Is Apple News+ biased?

I wouldn’t say the app itself is biased, but because it caters to your interests, you’re definitely less likely to see or click on sources that don’t fit with your opinions, which is inherently biased. For example, the Top Stories on my page come from a decently well-rounded assortment of news sites, including Wall Street Journal, CNN, CNBC, The Hill, and Bloomberg. Each source has a different story, though it’s up to me to choose which source I’d like to read from.

Though most of the included publications on Apple News+ tend to be left-leaning, you can also opt to follow certain new sites, which makes them more likely to appear in your feed. You can’t block any news sites, either, so you’ll still see a story pop up from a news site you despise.

How to cancel Apple News+

To cancel Apple News+, you don’t have to jump through too many hoops. Simply open “Settings'' on your iPhone, Macbook, or iPad, tap “View Apple ID,” and enter your password. From there you can find “Subscriptions,” find the Apple News app subscriptions, and select “Cancel Subscription.” You can still use the free Apple News portion of the app and can reactivate the subscription at any time.

Is Apple News+ worth it?

A screenshot of the Apple News
Credit: Apple

The "For You" page was my favorite feature of Apple News+.

All in all, Apple News+ is a great addition to your news discovery without bundling up on subscriptions to various news outlets.
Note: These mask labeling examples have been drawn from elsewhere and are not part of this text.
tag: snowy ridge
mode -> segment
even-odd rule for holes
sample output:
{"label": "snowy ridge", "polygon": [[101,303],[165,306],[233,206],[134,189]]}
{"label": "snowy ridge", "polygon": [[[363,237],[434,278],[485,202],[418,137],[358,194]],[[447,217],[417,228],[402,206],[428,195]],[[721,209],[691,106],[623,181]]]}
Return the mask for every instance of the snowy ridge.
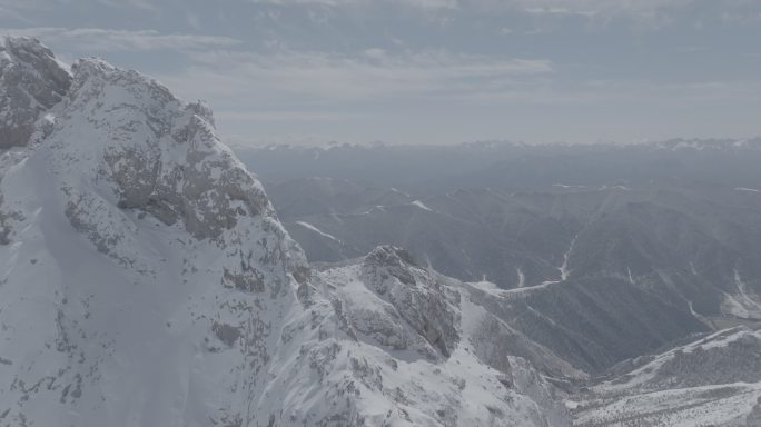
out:
{"label": "snowy ridge", "polygon": [[204,103],[93,59],[38,107],[0,158],[0,425],[570,425],[462,284],[396,248],[313,276]]}
{"label": "snowy ridge", "polygon": [[761,331],[722,330],[646,358],[566,405],[579,426],[755,426],[759,355]]}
I like how I could see top stories from a variety of news outlets and then cherry-pick what I was actually interested in reading. I also really loved the “For You” page and the variety it provided me, from stories on canceling student debt to Hailey Bieber on getting married young. There’s really an endless amount of content at your fingertips.

I could see this app being more helpful for commuters who want the news at their fingertips during a long train ride—rather than someone who is working from home and sitting on the computer with access to many news sites.

While I still love my newsletters, I’m happy to add Apple News+ into my rotation to discover new stories each day.